Because it seems to be the present case with most social species that their form of culture is a preserver of learned strategies, some of which by reason of their effectiveness will become instinctive, and our earliest life forms may have started that instinctive process by passing the memories of learning directly through cell division. While later on when sexual selection and the like evolved, the mechanism for passing on what would be needed as socially instructive was a "culture" that required its lessons taught at least by example - and thus evolved our methods of communication for sharing memories that was more efficient then cell memory copying, especially as that original method of procreation did not apply all that well to multi cellular organisms.
Which leads one, or at least me, to opine that all evolution from the getgo was and had to have been a social/cultural phenomenon. Learning creates strategies which create forms to fit, which gain experience that strategies adapt to, and through cultural sharing by example or advances in communication, spread the impetus for readaptation throughout the groups accordingly.
Cultures assist in the heritability of acquired characteristics: Cultures provide the platform for their strategic development and purpose, and in addition help "spread the word" that accelerates the acquisition of these strategies "instinctively."
Strategy is the function of intelligence. The form alone has no intelligence. It can't choose, even though it's a cause of choice. The function chooses form and/or chooses how it will be caused to adapt.
There's more of course, but cutting to the chase, I don't think there is a non-adaptive side of the evolutionary coin and that indeed it's more than possible that "all traits in the end evolve from strategically successful behaviors. Posted by: Roy Niles | June 1, 2011 4:43 PM "
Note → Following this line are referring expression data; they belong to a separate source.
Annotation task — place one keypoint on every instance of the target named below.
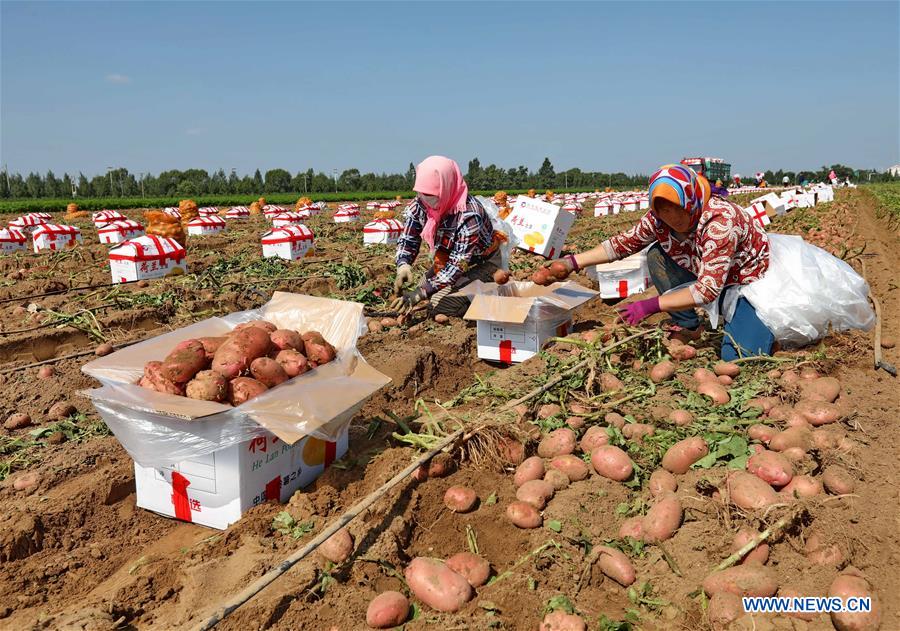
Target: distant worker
(464, 245)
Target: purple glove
(634, 312)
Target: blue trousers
(745, 334)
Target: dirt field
(75, 553)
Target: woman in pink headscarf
(458, 231)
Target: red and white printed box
(623, 278)
(237, 212)
(120, 231)
(287, 218)
(289, 242)
(104, 217)
(346, 214)
(382, 232)
(216, 489)
(11, 240)
(205, 226)
(29, 222)
(146, 257)
(515, 320)
(540, 227)
(52, 237)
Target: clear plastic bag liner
(157, 428)
(500, 225)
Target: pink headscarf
(437, 175)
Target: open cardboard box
(208, 462)
(513, 321)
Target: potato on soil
(742, 580)
(616, 565)
(436, 585)
(572, 466)
(460, 499)
(663, 519)
(242, 389)
(557, 443)
(535, 492)
(611, 462)
(523, 515)
(338, 547)
(387, 610)
(473, 568)
(268, 371)
(680, 456)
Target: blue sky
(603, 86)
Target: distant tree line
(121, 182)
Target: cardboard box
(288, 242)
(622, 278)
(205, 226)
(120, 231)
(146, 257)
(12, 240)
(513, 321)
(540, 227)
(207, 462)
(382, 232)
(52, 237)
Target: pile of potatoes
(237, 367)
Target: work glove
(405, 303)
(404, 277)
(634, 312)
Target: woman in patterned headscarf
(698, 240)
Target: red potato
(338, 547)
(614, 564)
(387, 610)
(594, 437)
(742, 580)
(207, 385)
(536, 493)
(662, 371)
(242, 389)
(680, 456)
(727, 368)
(758, 555)
(460, 499)
(838, 481)
(523, 515)
(802, 486)
(663, 519)
(473, 568)
(562, 621)
(317, 349)
(285, 339)
(817, 412)
(852, 584)
(268, 371)
(572, 466)
(681, 418)
(436, 585)
(771, 467)
(750, 492)
(661, 481)
(715, 391)
(531, 469)
(557, 443)
(611, 462)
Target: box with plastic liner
(513, 321)
(622, 278)
(207, 462)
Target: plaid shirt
(461, 236)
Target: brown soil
(75, 553)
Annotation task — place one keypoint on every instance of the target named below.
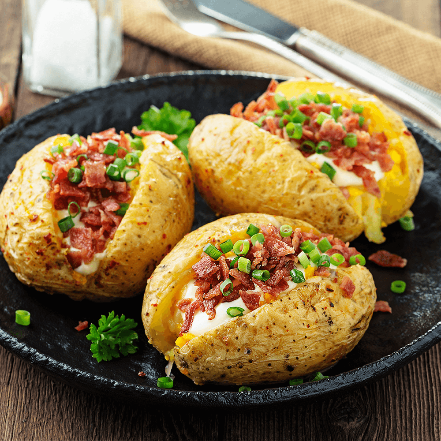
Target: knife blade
(329, 54)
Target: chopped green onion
(407, 223)
(76, 138)
(244, 389)
(259, 237)
(244, 265)
(22, 317)
(263, 275)
(74, 175)
(307, 246)
(294, 130)
(233, 262)
(337, 259)
(323, 98)
(226, 292)
(226, 246)
(306, 98)
(350, 140)
(281, 101)
(113, 172)
(235, 311)
(120, 163)
(241, 247)
(398, 286)
(285, 230)
(78, 210)
(111, 148)
(137, 144)
(295, 381)
(336, 110)
(328, 169)
(324, 260)
(129, 174)
(131, 159)
(319, 376)
(284, 121)
(298, 117)
(165, 382)
(212, 251)
(293, 103)
(303, 259)
(357, 108)
(49, 175)
(359, 258)
(57, 149)
(297, 276)
(322, 117)
(66, 224)
(307, 146)
(324, 245)
(123, 207)
(252, 230)
(314, 255)
(323, 147)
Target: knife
(328, 53)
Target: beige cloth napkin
(414, 54)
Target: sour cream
(346, 178)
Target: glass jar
(71, 45)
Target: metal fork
(186, 15)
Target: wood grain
(405, 405)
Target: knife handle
(369, 74)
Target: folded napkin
(413, 54)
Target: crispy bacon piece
(388, 260)
(347, 286)
(139, 132)
(382, 306)
(189, 316)
(251, 299)
(205, 267)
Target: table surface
(405, 405)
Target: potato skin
(239, 168)
(160, 214)
(305, 330)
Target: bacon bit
(82, 325)
(347, 286)
(388, 260)
(382, 306)
(139, 132)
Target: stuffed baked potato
(91, 218)
(311, 150)
(296, 307)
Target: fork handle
(415, 99)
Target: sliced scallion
(212, 251)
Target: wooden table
(406, 405)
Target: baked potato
(286, 317)
(91, 218)
(310, 150)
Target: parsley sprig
(170, 120)
(113, 336)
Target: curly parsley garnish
(170, 120)
(113, 336)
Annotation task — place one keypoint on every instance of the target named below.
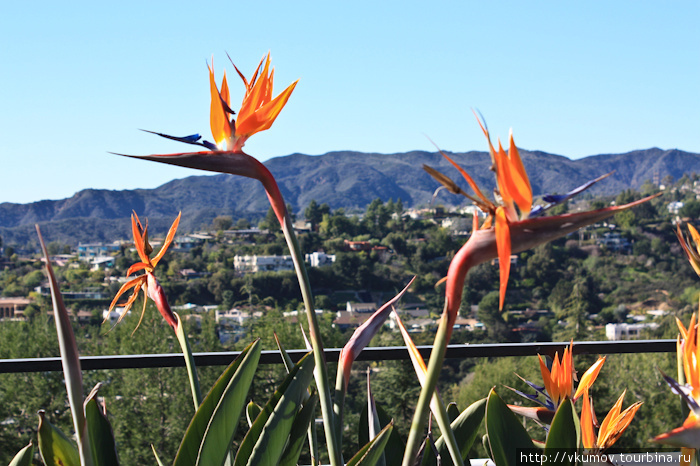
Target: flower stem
(437, 357)
(321, 370)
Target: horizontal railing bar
(140, 361)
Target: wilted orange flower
(688, 435)
(691, 250)
(147, 282)
(612, 427)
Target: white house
(627, 331)
(256, 264)
(319, 259)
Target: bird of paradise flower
(513, 225)
(687, 435)
(612, 426)
(147, 281)
(558, 385)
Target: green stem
(447, 433)
(321, 370)
(437, 356)
(189, 363)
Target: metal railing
(139, 361)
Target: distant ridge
(342, 179)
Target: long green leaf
(564, 434)
(70, 360)
(311, 434)
(54, 446)
(465, 427)
(24, 456)
(222, 426)
(240, 371)
(393, 451)
(299, 432)
(265, 441)
(181, 334)
(370, 454)
(505, 432)
(452, 411)
(251, 412)
(155, 453)
(104, 449)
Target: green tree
(222, 222)
(690, 209)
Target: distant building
(346, 320)
(674, 207)
(102, 262)
(254, 264)
(114, 315)
(360, 308)
(356, 246)
(615, 242)
(319, 259)
(627, 331)
(90, 251)
(13, 308)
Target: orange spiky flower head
(147, 281)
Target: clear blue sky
(573, 78)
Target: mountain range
(346, 179)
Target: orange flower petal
(546, 376)
(608, 425)
(587, 433)
(621, 423)
(589, 377)
(124, 288)
(520, 183)
(503, 246)
(262, 119)
(218, 121)
(135, 268)
(472, 184)
(139, 242)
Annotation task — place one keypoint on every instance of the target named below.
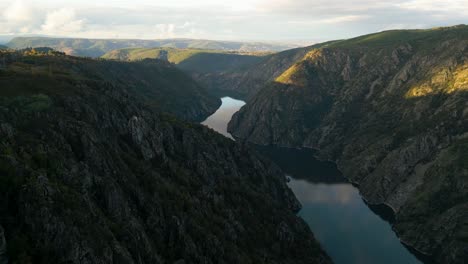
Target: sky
(259, 20)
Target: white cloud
(18, 12)
(225, 19)
(62, 21)
(343, 19)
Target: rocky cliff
(156, 83)
(92, 173)
(391, 109)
If I get an interesting response I'll post it here. Unless I get blown out of the water, in which case I'll deep six this whole posting.
**
Ok, I got a response from Dr. Wilson that, "This is cool stuff." However, "I think it is too extreme to say that all aspects of evolution are anticipatory. Good old fashioned Mendelian genetics still accounts for a lot."
And I said, "But having an anticipatory function doesn't negate the utility or purpose of these other processes. We, in short, anticipate the accidents of nature - without the one we wouldn't need or have the other."